Scott Miller scott at opentrac.org
Wed Aug 26 18:32:24 EDT 2009


And basically we just have to hope that Roger was as vigilant with 
UI-View, since we don't have any way to check.

In my experience, MOST programmers haven't had any real exposure to this 
stuff.  A lot of it isn't obvious.  How many of us have used printf(foo) 
without a second thought?  I think the first format string exploit was 
only about 10 years ago.

There's a lot of string parsing going on in an APRS client, and lots of 
rules and exceptions to rules to follow.  That makes a lot of possible 
targets for data driven attacks.

If I was going to connect a sensitive machine to the APRS IS (and 
assuming I was only listening) I'd probably use another server to 
connect to the IS, sanitize the data a bit (remove unprintable 
characters not needed for mic-e, nulls, etc) and spit it out to the 
secure machine over a one-way serial link.  Doesn't stop the secure 
machine from getting hacked, but it makes it a lot more difficult to do 
anything if there's no other network path back.  We used to pull the TX 
pins on AUI adapters for intrusion detection machines for just that 
reason.  It's hard to hack what you can't see.

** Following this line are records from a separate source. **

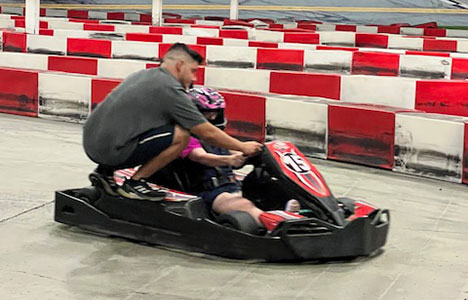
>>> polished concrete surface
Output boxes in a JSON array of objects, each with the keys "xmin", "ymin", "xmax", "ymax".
[{"xmin": 0, "ymin": 114, "xmax": 468, "ymax": 300}]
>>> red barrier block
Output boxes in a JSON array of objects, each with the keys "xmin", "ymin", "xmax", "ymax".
[
  {"xmin": 423, "ymin": 39, "xmax": 457, "ymax": 52},
  {"xmin": 356, "ymin": 33, "xmax": 390, "ymax": 49},
  {"xmin": 249, "ymin": 41, "xmax": 278, "ymax": 48},
  {"xmin": 221, "ymin": 91, "xmax": 266, "ymax": 143},
  {"xmin": 47, "ymin": 56, "xmax": 98, "ymax": 75},
  {"xmin": 125, "ymin": 32, "xmax": 162, "ymax": 43},
  {"xmin": 150, "ymin": 26, "xmax": 183, "ymax": 34},
  {"xmin": 91, "ymin": 78, "xmax": 122, "ymax": 109},
  {"xmin": 67, "ymin": 10, "xmax": 89, "ymax": 19},
  {"xmin": 67, "ymin": 38, "xmax": 112, "ymax": 58},
  {"xmin": 159, "ymin": 44, "xmax": 206, "ymax": 64},
  {"xmin": 107, "ymin": 12, "xmax": 125, "ymax": 20},
  {"xmin": 424, "ymin": 28, "xmax": 447, "ymax": 37},
  {"xmin": 405, "ymin": 50, "xmax": 450, "ymax": 57},
  {"xmin": 270, "ymin": 72, "xmax": 341, "ymax": 100},
  {"xmin": 335, "ymin": 24, "xmax": 357, "ymax": 32},
  {"xmin": 83, "ymin": 24, "xmax": 115, "ymax": 31},
  {"xmin": 297, "ymin": 24, "xmax": 317, "ymax": 30},
  {"xmin": 164, "ymin": 18, "xmax": 196, "ymax": 24},
  {"xmin": 0, "ymin": 68, "xmax": 39, "ymax": 117},
  {"xmin": 415, "ymin": 80, "xmax": 468, "ymax": 117},
  {"xmin": 463, "ymin": 122, "xmax": 468, "ymax": 184},
  {"xmin": 39, "ymin": 29, "xmax": 54, "ymax": 36},
  {"xmin": 2, "ymin": 31, "xmax": 26, "ymax": 52},
  {"xmin": 219, "ymin": 29, "xmax": 249, "ymax": 40},
  {"xmin": 197, "ymin": 36, "xmax": 224, "ymax": 46},
  {"xmin": 377, "ymin": 25, "xmax": 400, "ymax": 34},
  {"xmin": 328, "ymin": 104, "xmax": 395, "ymax": 170},
  {"xmin": 451, "ymin": 58, "xmax": 468, "ymax": 80},
  {"xmin": 284, "ymin": 32, "xmax": 320, "ymax": 44},
  {"xmin": 257, "ymin": 48, "xmax": 304, "ymax": 71},
  {"xmin": 316, "ymin": 45, "xmax": 359, "ymax": 52},
  {"xmin": 351, "ymin": 52, "xmax": 400, "ymax": 76}
]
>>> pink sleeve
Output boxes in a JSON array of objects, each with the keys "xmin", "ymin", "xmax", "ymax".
[{"xmin": 180, "ymin": 137, "xmax": 202, "ymax": 158}]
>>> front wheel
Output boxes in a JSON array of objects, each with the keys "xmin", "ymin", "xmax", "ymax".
[{"xmin": 217, "ymin": 210, "xmax": 260, "ymax": 234}]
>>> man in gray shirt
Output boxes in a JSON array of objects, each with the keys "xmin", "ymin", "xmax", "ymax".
[{"xmin": 83, "ymin": 43, "xmax": 261, "ymax": 200}]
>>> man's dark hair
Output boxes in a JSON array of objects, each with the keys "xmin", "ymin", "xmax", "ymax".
[{"xmin": 164, "ymin": 43, "xmax": 203, "ymax": 65}]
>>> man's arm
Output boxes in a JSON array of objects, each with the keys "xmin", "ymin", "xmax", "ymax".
[
  {"xmin": 190, "ymin": 122, "xmax": 262, "ymax": 155},
  {"xmin": 187, "ymin": 148, "xmax": 246, "ymax": 167}
]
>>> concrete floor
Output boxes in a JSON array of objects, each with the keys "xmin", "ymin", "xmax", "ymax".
[{"xmin": 0, "ymin": 114, "xmax": 468, "ymax": 300}]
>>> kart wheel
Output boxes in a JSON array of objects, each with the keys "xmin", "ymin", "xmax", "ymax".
[
  {"xmin": 75, "ymin": 186, "xmax": 101, "ymax": 203},
  {"xmin": 217, "ymin": 210, "xmax": 260, "ymax": 234}
]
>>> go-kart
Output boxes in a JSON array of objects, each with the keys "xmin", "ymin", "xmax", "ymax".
[{"xmin": 55, "ymin": 141, "xmax": 390, "ymax": 261}]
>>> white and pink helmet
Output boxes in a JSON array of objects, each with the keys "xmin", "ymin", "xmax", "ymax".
[{"xmin": 189, "ymin": 87, "xmax": 227, "ymax": 129}]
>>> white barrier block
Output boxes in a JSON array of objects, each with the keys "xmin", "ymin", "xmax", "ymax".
[
  {"xmin": 206, "ymin": 46, "xmax": 257, "ymax": 69},
  {"xmin": 248, "ymin": 29, "xmax": 284, "ymax": 43},
  {"xmin": 457, "ymin": 40, "xmax": 468, "ymax": 52},
  {"xmin": 39, "ymin": 73, "xmax": 91, "ymax": 121},
  {"xmin": 266, "ymin": 96, "xmax": 328, "ymax": 159},
  {"xmin": 446, "ymin": 29, "xmax": 468, "ymax": 38},
  {"xmin": 356, "ymin": 25, "xmax": 379, "ymax": 33},
  {"xmin": 205, "ymin": 67, "xmax": 270, "ymax": 93},
  {"xmin": 182, "ymin": 27, "xmax": 219, "ymax": 37},
  {"xmin": 163, "ymin": 34, "xmax": 197, "ymax": 45},
  {"xmin": 394, "ymin": 113, "xmax": 468, "ymax": 183},
  {"xmin": 320, "ymin": 31, "xmax": 356, "ymax": 47},
  {"xmin": 46, "ymin": 8, "xmax": 68, "ymax": 18},
  {"xmin": 340, "ymin": 75, "xmax": 416, "ymax": 109},
  {"xmin": 304, "ymin": 50, "xmax": 353, "ymax": 74},
  {"xmin": 114, "ymin": 24, "xmax": 149, "ymax": 33},
  {"xmin": 0, "ymin": 19, "xmax": 15, "ymax": 28},
  {"xmin": 388, "ymin": 34, "xmax": 424, "ymax": 51},
  {"xmin": 223, "ymin": 38, "xmax": 249, "ymax": 47},
  {"xmin": 48, "ymin": 20, "xmax": 84, "ymax": 30},
  {"xmin": 112, "ymin": 41, "xmax": 159, "ymax": 61},
  {"xmin": 98, "ymin": 59, "xmax": 146, "ymax": 79},
  {"xmin": 195, "ymin": 20, "xmax": 224, "ymax": 26},
  {"xmin": 2, "ymin": 6, "xmax": 23, "ymax": 16},
  {"xmin": 88, "ymin": 11, "xmax": 107, "ymax": 20},
  {"xmin": 400, "ymin": 55, "xmax": 452, "ymax": 79},
  {"xmin": 278, "ymin": 43, "xmax": 317, "ymax": 50},
  {"xmin": 27, "ymin": 34, "xmax": 67, "ymax": 55},
  {"xmin": 315, "ymin": 24, "xmax": 336, "ymax": 31},
  {"xmin": 0, "ymin": 52, "xmax": 49, "ymax": 70},
  {"xmin": 400, "ymin": 27, "xmax": 424, "ymax": 36}
]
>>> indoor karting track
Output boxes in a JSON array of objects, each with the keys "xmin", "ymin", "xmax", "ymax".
[{"xmin": 0, "ymin": 114, "xmax": 468, "ymax": 300}]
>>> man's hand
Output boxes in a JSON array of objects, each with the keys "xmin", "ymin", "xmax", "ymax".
[
  {"xmin": 241, "ymin": 142, "xmax": 262, "ymax": 156},
  {"xmin": 229, "ymin": 152, "xmax": 247, "ymax": 168}
]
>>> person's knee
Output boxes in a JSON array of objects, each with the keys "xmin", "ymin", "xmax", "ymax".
[{"xmin": 172, "ymin": 125, "xmax": 190, "ymax": 148}]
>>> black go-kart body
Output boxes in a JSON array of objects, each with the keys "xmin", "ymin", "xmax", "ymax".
[{"xmin": 55, "ymin": 141, "xmax": 390, "ymax": 261}]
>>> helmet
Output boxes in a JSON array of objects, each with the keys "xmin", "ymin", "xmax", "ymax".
[{"xmin": 189, "ymin": 87, "xmax": 227, "ymax": 129}]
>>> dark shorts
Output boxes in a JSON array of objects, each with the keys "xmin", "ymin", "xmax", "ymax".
[
  {"xmin": 116, "ymin": 125, "xmax": 174, "ymax": 169},
  {"xmin": 198, "ymin": 183, "xmax": 241, "ymax": 208}
]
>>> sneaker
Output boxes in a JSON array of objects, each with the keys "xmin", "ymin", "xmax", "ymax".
[
  {"xmin": 117, "ymin": 178, "xmax": 166, "ymax": 201},
  {"xmin": 89, "ymin": 166, "xmax": 119, "ymax": 196}
]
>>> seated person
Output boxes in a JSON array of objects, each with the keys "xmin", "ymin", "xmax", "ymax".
[{"xmin": 181, "ymin": 88, "xmax": 300, "ymax": 230}]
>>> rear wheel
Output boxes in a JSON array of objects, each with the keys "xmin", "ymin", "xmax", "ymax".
[{"xmin": 217, "ymin": 210, "xmax": 260, "ymax": 234}]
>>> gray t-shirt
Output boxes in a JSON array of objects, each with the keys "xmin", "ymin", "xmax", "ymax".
[{"xmin": 83, "ymin": 68, "xmax": 206, "ymax": 166}]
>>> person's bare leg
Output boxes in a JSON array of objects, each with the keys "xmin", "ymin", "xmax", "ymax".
[
  {"xmin": 213, "ymin": 192, "xmax": 263, "ymax": 225},
  {"xmin": 132, "ymin": 125, "xmax": 190, "ymax": 180}
]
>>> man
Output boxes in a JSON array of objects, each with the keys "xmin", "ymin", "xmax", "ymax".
[
  {"xmin": 181, "ymin": 88, "xmax": 302, "ymax": 231},
  {"xmin": 83, "ymin": 43, "xmax": 261, "ymax": 200}
]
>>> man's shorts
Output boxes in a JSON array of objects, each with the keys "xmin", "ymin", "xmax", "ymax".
[
  {"xmin": 117, "ymin": 125, "xmax": 174, "ymax": 169},
  {"xmin": 198, "ymin": 183, "xmax": 241, "ymax": 208}
]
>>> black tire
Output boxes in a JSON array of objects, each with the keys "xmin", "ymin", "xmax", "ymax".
[
  {"xmin": 75, "ymin": 186, "xmax": 101, "ymax": 203},
  {"xmin": 217, "ymin": 210, "xmax": 260, "ymax": 234}
]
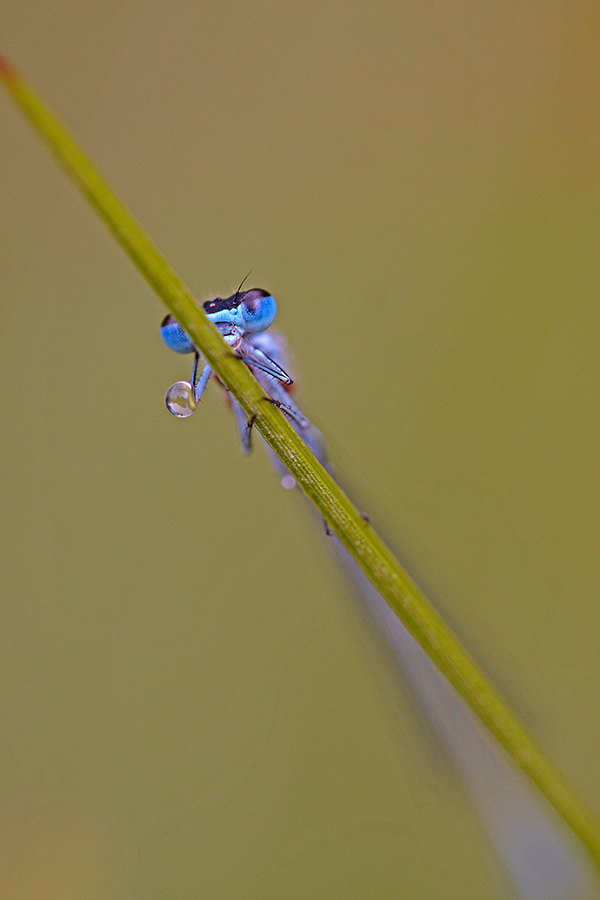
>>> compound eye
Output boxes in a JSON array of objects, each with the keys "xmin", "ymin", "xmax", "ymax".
[
  {"xmin": 240, "ymin": 288, "xmax": 277, "ymax": 334},
  {"xmin": 160, "ymin": 316, "xmax": 196, "ymax": 353}
]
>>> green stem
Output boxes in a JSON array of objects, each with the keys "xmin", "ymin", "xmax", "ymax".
[{"xmin": 0, "ymin": 57, "xmax": 600, "ymax": 869}]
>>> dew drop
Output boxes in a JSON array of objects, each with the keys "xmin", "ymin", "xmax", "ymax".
[{"xmin": 165, "ymin": 381, "xmax": 198, "ymax": 419}]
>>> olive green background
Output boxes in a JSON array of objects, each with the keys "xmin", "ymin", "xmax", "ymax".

Some aspects of the system just don't lend themselves to securing.  For 
example, you can generate a packet on the air that has a CR/LF pair and 
a fake second packet in TNC-2 format grafted on.  By the time it gets to 
an IS client, there's no way to tell that it wasn't two legitimate 
packets.  Not that that really matters since you can spoof packets all 
day anyway, but it might at least get you past filters on an IGate.

Scott
N1VG

Curt, WE7U wrote:
> On Tue, 25 Aug 2009, Scott Miller wrote:
> 
>> I'm not convinced that it's THAT impossible, but you're right, it'd be 
>> entirely dependent on the client software.  Has anyone ever looked 
>> closely at potential buffer overflows in APRS clients?
> 
> Yes.  I gave a crack at fixing such in Xastir several years back
> which resulted in hundreds of changes in string handling routines.